Nearly three years after the Department for Levelling Up Housing and Communities launched its technical consultation on development corporation reform in October 2019, it has now published the response to that consultation. Several of the key points coming out of the consultation have been quietly introduced into the Levelling-up and Regeneration Bill to ensure that development corporations are fit-for-purpose.
In the consultation response the government emphasises that it sees development corporations as an important and powerful tool for both national and local government. That said, they are not the only tool to drive forward large-scale development and the appropriateness of a development corporation model depends on the specific local circumstances. The low number of consultation respondents – only 45 – suggests that they are also not necessarily a widely considered ‘go-to’ tool in the delivery toolbox either.
So what can we expect for development corporations going forward?
- Streamlining of the process for establishing a development corporation. The government response recognises that the current process for establishing a development corporation is overly burdensome, particular in regard to the level of evidence required and the upfront uncertainty that this creates for local authorities. The Levelling-up and Regeneration Bill includes proposals to reform the statutory process for designating a development area and establishing a development corporation. In particular, the Bill updates the procedure to allow all locally-led development corporations to be established via the negative procedure for statutory instruments. This shifts the process from one where the establishment order has been debated and passed in both Houses of Parliament (the affirmative procedure) to one where the establishment order becomes law on the day it is signed and remains law unless annulled by either House. Whilst this may sound like legal-ease this is a critical and practical step to speed up the establishment process.
- All development corporations having the ability to exercise plan-making and development management powers. Currently, only Mayoral development corporations have access to such powers. The Levelling-up and Regeneration Bill includes proposals to extend to both Urban Development Corporations and New Town Development Corporations (both local and centrally led) the option to be given access to local plan-making and development management powers. Any such power would be subject to the ability of the Secretary of State to intervene as a last resort where an authority is failing in its duty. Whilst the ability for all development corporations to have plan-making powers is welcomed, there is a question mark about how readily this will be taken up in practice. As development corporations are set up for specific purposes they usually have a limited shelf-life. Plan-making is a resource intensive and time-consuming process, which does not square easily with ambitions of development corporations who want to deliver at pace. Particularly for new town development corporations, we would encourage the department to consider if there is scope for a slimmed down or fast-track process for plan-making within those (likely tightly defined) designated areas to ensure that the plan-making process keeps pace with the delivery ambitions.

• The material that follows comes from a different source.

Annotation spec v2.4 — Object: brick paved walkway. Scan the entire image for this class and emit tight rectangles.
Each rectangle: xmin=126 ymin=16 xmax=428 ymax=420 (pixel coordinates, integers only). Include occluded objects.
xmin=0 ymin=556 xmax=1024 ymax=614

- Ability for development corporations to collect the Infrastructure Levy. Under proposals included in the Levelling-up and Regeneration Bill, any development corporation which takes on plan-making functions would have the ability to charge the proposed Infrastructure Levy. As part of the detailed design of the levy the government has confirmed they will explore whether levy funds might be collected by and/or passed to development corporations which have not taken on planning powers. The devil as always will be in the detail, but this opens the door to more flexible and tailored arrangements. This ought to include the scope for development corporations, but especially new town development corporations, to share a percentage of any levy they collect with neighbouring communities, in a similar way that parish councils can currently retain up to 25% of CIL contributions. This approach would recognise that a new community is likely to have an impact on the surrounding area in terms of amenity spaces, leisure facilities and town centres, amongst others. The ability to share the levy would help facilitate the necessary community and infrastructure provision, but also help secure support from the neighbouring area.
- Greater knowledge sharing. One of the recognised barriers to the uptake of development corporations is the lack of expertise available, in both the public and private sectors, on the establishment of different types of development corporations. This is perhaps attributable in part to there being at present several types of development corporation with different powers and remits (although the Levelling-up and Regeneration Bill seeks to introduce greater consistency in this regard). The government considers that there is an opportunity to provide greater clarity on potential new development corporations “and will be exploring options on how this could implemented, including through publication of a toolkit“. Steps to make the process more transparent and accessible should be welcomed. Critically, and helpfully, the government commits to work with Homes England to explore the use of their expertise, powers and funding in support of development corporations.
- Potential clarification on the role of private sector expertise. Recognising that the private sector expertise plays a crucial role in delivering developments of significant scale, the government “will explore with stakeholders publishing further information on the potential roles that public and private sector stakeholders might play in a development corporation, including potential partnership models“. That commitment is rather tepid and dances over the thorny question of specific measures to facilitate investor confidence (particularly around public sector funding) which is critical to securing private sector involvement. The government will need to address that if it wants to secure greater commitment from the private sector.
Development corporations, when armed with the appropriate powers, have the potential to be powerful drivers of efficient housing delivery. Whilst nothing in either the consultation response or the Levelling-up and Regeneration Bill is going to open the floodgates to a tidal wave of new development corporations (which would not be desirable either), there are several practical steps being taken to ensure that the process is more accessible and the development corporations of the future can be tailored to individual local circumstances.